一方、上述した実施例の構成にあっては、満杯フラグ=1の状態で特別遊技作動が満了する時点を擬似中断タイミングとして設定した構成であるが、その他の構成として、この擬似中断タイミングを、特別遊技作動の満了から最初の図柄生成行程の満了までの間で適宜設定することができる。例えば、特別遊技作動の満了から所定時間経過した時点を擬似中断タイミングとして設定しても良い。この場合には、図11の満杯処理のように、特別遊技作動の満了後に最初の図柄生成行程を実行している間で、擬似中断タイミングとなると、擬似中断演出画像処理によって擬似中断演出画像Gを演出画像表示器14で表出する。すなわち、特別遊技作動の実行中に下部球受皿8が満杯となった後に当該特別遊技作動を満了すると、予め設定された擬似時間を時間消化開始し、該擬似時間が経過すると、擬似中断フラグ=1として擬似中断演出処理を実行する。

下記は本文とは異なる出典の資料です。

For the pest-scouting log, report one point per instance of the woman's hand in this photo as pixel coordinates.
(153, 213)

これにより、特別遊技作動の満了後に実行されている最初の図柄生成行程に応じた演出画像を表示中止して、擬似中断演出画像Gを優先表示する。その後、満杯解消されると、擬似中断演出画像中止処理により、擬似中断演出画像Gを表示中止して演出画像を復帰表示する。この構成では、擬似中断タイミングを、特別遊技作動の満了後に所定の擬似時間(例えば、5秒)経過した時点として設定している。かかる構成にあっても、上述した実施例と同様の作用効果を奏し得る。
本発明にあっては、上述した実施例に限定されるものではなく、上述の実施例以外の構成についても本発明の趣旨の範囲内で適宜変更して実施可能である。